Wilson Hodgson Charlton, GC (9 April 1907 – 12 May 1953) was a Royal Air Force (RAF) officer who was awarded the George Cross for his bomb disposal work during the Second World War.

==Bomb disposal==
During September and October 1940 he dealt with over 200 unexploded devices—on average working on three live bombs per day. He worked at aerodromes and factories in and around Wiltshire and Gloucestershire.

Notice of his award appeared in the London Gazette on 21 January 1941.
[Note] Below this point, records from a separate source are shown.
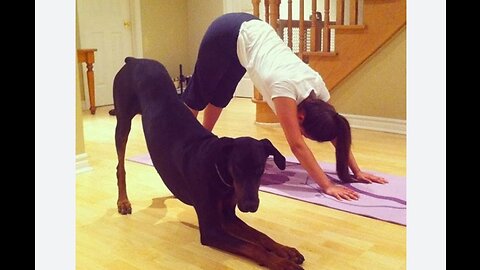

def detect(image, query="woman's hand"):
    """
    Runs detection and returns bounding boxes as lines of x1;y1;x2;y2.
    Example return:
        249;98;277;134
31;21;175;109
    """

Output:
354;171;388;184
324;185;359;201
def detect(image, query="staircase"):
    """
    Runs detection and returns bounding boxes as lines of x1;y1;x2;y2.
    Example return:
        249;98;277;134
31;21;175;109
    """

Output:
251;0;406;123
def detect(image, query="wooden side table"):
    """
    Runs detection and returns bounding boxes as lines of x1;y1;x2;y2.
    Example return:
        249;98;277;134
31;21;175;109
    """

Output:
77;49;97;114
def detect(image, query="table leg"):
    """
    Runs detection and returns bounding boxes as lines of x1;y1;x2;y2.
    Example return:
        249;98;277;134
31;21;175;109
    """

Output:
86;63;96;114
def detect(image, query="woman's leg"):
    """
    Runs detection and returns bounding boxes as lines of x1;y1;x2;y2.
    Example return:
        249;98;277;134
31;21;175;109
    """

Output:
203;103;223;132
205;62;247;131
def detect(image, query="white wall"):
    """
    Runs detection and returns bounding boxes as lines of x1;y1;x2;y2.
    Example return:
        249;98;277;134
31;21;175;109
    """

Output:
186;0;224;75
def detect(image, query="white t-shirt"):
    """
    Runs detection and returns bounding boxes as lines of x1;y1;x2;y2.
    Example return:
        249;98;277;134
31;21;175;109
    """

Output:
236;19;330;114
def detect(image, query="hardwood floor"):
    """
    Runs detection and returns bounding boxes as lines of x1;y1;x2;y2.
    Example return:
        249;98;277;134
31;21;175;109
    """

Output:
76;98;406;270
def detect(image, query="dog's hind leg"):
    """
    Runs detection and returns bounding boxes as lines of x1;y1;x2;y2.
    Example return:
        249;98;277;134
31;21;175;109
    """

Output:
115;116;134;215
113;59;141;215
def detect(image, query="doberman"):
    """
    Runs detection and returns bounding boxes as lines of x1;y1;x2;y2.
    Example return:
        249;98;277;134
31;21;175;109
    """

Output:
113;57;305;269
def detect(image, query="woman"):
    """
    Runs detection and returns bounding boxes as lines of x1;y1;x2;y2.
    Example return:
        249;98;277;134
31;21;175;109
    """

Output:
183;13;387;200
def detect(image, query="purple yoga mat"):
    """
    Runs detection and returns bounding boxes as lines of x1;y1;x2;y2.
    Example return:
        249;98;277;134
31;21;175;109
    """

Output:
127;155;406;226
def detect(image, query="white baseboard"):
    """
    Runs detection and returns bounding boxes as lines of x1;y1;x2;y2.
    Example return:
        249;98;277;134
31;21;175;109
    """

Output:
255;122;281;127
76;153;93;174
342;114;406;135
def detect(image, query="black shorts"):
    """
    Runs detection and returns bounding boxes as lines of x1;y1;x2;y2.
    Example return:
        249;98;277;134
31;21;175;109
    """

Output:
183;13;259;110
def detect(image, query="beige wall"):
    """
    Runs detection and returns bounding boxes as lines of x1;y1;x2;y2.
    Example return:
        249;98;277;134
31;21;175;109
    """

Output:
186;0;224;73
76;58;86;155
76;11;86;102
76;9;86;155
140;0;190;77
330;27;406;120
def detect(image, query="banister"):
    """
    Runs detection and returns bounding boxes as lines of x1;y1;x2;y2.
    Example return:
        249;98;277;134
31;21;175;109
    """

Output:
322;0;331;52
265;0;270;23
269;0;281;30
299;0;305;57
337;0;345;25
350;0;359;25
252;0;260;17
287;0;293;49
311;0;318;51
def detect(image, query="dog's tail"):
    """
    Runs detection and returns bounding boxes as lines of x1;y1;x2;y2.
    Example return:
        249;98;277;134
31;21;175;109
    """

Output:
124;57;135;64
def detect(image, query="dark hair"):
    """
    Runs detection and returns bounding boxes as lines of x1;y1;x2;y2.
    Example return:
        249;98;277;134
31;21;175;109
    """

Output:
298;93;352;182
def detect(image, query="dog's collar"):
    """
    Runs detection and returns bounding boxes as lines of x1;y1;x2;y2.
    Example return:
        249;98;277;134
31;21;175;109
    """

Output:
215;163;233;188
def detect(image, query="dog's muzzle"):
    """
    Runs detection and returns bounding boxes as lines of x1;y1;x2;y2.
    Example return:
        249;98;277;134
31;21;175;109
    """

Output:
238;199;259;213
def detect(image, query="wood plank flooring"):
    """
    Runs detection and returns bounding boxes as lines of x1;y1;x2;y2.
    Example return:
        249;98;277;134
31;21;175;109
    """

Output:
76;98;406;270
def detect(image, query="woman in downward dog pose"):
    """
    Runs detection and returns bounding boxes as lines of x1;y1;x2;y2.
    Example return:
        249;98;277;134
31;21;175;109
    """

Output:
183;13;387;200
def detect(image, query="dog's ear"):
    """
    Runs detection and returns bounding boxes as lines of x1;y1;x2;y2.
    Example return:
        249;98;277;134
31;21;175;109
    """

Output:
260;139;286;170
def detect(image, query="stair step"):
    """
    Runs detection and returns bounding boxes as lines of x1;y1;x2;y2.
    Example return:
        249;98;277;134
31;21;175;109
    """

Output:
330;24;367;30
302;51;338;57
296;51;338;60
298;51;337;64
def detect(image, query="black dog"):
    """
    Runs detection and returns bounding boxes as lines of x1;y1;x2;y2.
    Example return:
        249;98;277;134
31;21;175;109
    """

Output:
113;58;305;270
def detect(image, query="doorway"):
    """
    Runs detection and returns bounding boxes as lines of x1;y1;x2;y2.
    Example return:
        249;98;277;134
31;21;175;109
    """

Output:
77;0;142;108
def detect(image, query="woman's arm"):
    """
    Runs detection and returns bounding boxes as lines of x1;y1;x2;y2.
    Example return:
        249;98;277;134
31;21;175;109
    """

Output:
273;97;359;200
330;140;388;184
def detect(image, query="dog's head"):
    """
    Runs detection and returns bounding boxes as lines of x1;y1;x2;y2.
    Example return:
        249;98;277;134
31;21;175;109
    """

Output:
217;137;286;213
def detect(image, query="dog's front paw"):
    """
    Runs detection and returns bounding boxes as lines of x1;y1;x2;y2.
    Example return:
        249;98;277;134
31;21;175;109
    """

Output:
267;257;304;270
270;245;305;265
117;199;132;215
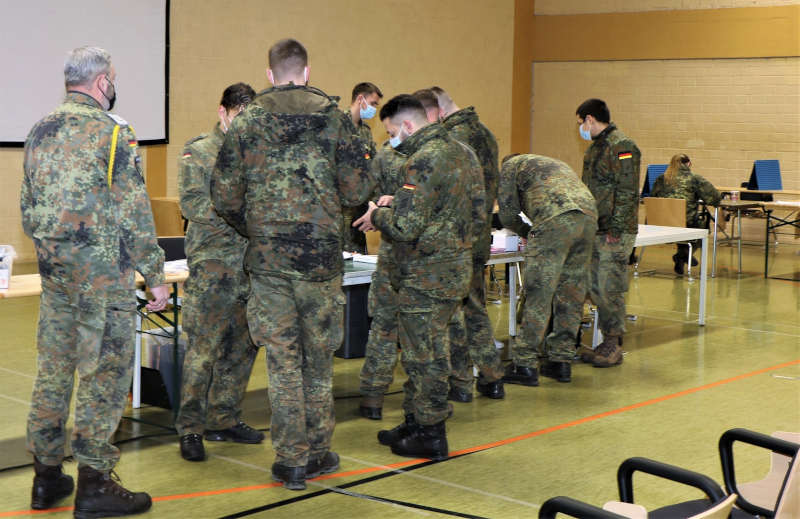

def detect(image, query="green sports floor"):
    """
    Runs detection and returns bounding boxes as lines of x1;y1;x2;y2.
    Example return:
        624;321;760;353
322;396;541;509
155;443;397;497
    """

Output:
1;242;798;518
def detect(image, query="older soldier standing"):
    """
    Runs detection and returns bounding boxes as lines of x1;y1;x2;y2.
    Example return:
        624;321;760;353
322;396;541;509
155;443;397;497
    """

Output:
356;95;478;460
498;155;597;384
429;87;505;401
176;83;263;462
342;82;382;254
211;39;373;491
576;99;641;367
21;46;167;517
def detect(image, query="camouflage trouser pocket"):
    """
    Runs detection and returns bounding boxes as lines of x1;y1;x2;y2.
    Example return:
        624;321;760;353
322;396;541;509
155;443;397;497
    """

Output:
328;290;346;352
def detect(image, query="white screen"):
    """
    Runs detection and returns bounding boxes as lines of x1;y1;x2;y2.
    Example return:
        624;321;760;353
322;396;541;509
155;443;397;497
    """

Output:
0;0;167;144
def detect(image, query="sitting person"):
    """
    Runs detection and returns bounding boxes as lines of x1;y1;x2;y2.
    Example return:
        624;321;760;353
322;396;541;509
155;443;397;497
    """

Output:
652;154;721;274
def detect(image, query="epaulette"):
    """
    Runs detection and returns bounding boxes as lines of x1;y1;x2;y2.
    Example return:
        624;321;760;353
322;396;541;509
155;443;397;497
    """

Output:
106;113;129;126
185;133;208;147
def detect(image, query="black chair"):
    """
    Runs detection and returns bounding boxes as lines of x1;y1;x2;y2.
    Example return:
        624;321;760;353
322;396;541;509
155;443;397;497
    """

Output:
157;236;186;261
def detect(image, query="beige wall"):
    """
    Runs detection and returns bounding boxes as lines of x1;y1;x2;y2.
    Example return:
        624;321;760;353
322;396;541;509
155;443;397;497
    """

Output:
535;0;800;15
1;0;515;262
531;58;800;190
531;57;800;241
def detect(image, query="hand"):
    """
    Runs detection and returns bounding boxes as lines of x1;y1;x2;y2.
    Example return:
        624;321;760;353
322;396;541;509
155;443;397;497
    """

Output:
605;234;620;244
146;284;170;312
353;201;379;232
377;195;394;207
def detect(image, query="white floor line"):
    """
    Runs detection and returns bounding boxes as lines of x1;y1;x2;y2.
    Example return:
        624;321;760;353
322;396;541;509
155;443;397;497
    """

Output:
0;365;35;379
340;454;541;510
0;392;31;405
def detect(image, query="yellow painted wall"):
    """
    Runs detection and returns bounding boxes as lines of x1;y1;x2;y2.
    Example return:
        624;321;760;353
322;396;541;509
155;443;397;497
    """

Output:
1;0;515;262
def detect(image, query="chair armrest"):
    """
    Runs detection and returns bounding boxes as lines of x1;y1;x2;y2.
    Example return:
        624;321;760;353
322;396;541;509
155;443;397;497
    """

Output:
617;457;726;505
718;428;800;517
539;497;629;519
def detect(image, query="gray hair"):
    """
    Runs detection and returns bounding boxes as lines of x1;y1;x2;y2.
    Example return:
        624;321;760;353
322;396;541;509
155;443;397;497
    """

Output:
64;46;112;87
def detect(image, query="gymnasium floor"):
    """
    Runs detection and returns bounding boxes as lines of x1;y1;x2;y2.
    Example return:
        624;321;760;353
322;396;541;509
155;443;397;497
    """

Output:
1;242;798;518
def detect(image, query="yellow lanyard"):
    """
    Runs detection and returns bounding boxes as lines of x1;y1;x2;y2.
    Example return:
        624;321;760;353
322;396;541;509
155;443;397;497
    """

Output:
107;124;120;187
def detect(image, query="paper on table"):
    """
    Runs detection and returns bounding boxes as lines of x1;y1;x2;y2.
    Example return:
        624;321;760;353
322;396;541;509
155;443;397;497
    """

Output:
352;253;378;264
164;259;188;273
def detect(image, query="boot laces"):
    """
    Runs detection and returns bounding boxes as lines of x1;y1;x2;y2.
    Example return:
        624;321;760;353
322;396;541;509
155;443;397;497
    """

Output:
100;470;134;499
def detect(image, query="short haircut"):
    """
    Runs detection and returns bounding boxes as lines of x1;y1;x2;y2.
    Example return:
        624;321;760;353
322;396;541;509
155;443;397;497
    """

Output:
351;82;383;103
220;82;256;110
429;86;454;110
379;95;427;122
412;89;439;112
64;46;111;87
268;38;308;79
501;153;521;165
576;98;610;124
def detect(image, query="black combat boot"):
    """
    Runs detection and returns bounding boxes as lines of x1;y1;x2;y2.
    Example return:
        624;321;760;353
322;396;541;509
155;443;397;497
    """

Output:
447;385;473;403
475;375;505;399
305;451;340;479
358;394;383;420
502;363;539;386
73;466;151;519
271;463;306;491
390;421;448;461
540;361;572;383
378;413;418;446
31;457;74;510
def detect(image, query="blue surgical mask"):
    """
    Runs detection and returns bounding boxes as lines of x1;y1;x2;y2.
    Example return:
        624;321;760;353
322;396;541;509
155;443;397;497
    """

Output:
389;127;406;148
579;123;592;141
360;101;376;120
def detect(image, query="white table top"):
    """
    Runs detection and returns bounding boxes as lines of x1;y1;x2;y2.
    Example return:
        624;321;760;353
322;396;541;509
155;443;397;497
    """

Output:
635;225;707;247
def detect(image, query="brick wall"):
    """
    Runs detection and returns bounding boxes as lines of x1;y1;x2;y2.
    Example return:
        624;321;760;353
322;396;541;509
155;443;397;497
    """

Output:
531;57;800;242
535;0;800;15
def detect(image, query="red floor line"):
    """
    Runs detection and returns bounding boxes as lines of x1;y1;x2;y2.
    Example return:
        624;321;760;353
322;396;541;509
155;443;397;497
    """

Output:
3;358;798;517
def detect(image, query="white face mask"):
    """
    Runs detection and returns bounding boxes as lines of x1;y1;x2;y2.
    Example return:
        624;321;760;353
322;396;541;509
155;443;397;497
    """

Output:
389;125;407;148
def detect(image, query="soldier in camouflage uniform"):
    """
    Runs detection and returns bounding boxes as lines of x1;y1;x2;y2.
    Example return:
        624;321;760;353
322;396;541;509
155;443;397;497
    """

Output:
356;95;479;460
430;87;505;401
576;99;641;368
342;82;382;253
21;46;167;517
210;39;373;491
651;153;721;274
357;141;408;419
498;154;597;384
176;83;262;463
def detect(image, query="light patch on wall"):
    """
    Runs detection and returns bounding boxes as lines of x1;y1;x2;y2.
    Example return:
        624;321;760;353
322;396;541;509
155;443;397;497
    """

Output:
535;0;800;15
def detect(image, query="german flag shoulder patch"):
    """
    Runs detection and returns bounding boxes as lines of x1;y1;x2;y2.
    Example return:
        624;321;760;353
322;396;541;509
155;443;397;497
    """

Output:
402;183;416;191
618;151;633;160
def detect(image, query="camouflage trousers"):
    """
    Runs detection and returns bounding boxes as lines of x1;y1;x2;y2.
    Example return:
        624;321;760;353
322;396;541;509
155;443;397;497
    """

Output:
590;232;637;337
27;281;136;471
397;258;470;425
247;273;344;467
448;262;504;391
176;260;257;436
359;248;400;398
514;211;596;366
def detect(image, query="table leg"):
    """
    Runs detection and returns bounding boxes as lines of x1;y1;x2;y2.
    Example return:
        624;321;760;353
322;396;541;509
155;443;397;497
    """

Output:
737;208;743;273
764;210;770;278
171;283;180;418
699;235;707;326
133;309;142;409
711;207;719;278
508;262;517;337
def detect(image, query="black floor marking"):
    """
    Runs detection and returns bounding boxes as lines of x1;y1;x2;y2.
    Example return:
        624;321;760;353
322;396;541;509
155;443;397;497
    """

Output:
219;454;489;518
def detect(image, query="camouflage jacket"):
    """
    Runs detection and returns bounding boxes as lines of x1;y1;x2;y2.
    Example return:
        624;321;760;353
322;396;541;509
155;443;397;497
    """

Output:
370;141;408;201
21;92;164;293
499;154;597;238
341;111;377;253
581;123;641;237
441;106;498;261
179;123;247;267
371;123;481;274
651;164;721;228
211;84;374;281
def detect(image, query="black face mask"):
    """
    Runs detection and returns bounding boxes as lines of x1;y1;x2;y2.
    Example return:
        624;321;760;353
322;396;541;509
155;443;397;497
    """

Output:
101;75;116;111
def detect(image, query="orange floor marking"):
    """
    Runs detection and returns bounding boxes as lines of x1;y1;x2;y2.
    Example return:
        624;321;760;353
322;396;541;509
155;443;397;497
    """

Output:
3;358;797;517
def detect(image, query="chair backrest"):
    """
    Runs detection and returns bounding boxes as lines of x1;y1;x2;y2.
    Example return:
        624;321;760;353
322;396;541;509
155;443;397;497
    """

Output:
774;453;799;519
689;494;737;519
644;197;687;228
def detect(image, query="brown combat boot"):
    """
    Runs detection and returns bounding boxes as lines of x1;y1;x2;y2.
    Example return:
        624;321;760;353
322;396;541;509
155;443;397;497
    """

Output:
592;335;624;368
576;346;596;363
73;466;151;519
31;457;74;510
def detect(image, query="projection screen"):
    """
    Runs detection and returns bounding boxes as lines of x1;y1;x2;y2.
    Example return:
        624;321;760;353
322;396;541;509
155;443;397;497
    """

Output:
0;0;168;146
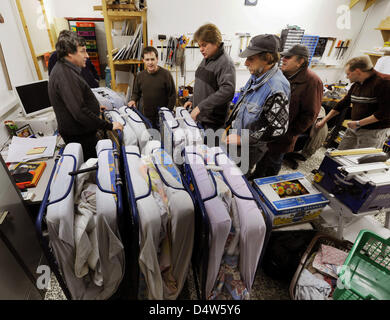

Flight Lieutenant Charlton is responsible for all work in connection with enemy bombs in an area comprising the greater part of two counties. Both by day and night, during recent months, he has dealt with some 200 unexploded bombs. He has successfully undertaken many dangerous missions with undaunted and unfailing courage.

==Later war service==
Charlton was sent as a bomb disposal trainer to Asia and was captured by the Japanese in 1942.

==Sale of medals==
Charlton's medals (including a 1939–1945 Star, a Pacific Star, and Long Service and Good Conduct Medal) were sold at auction on 5 December 2012. They had an estimate of £25,000 but sold for £58,000.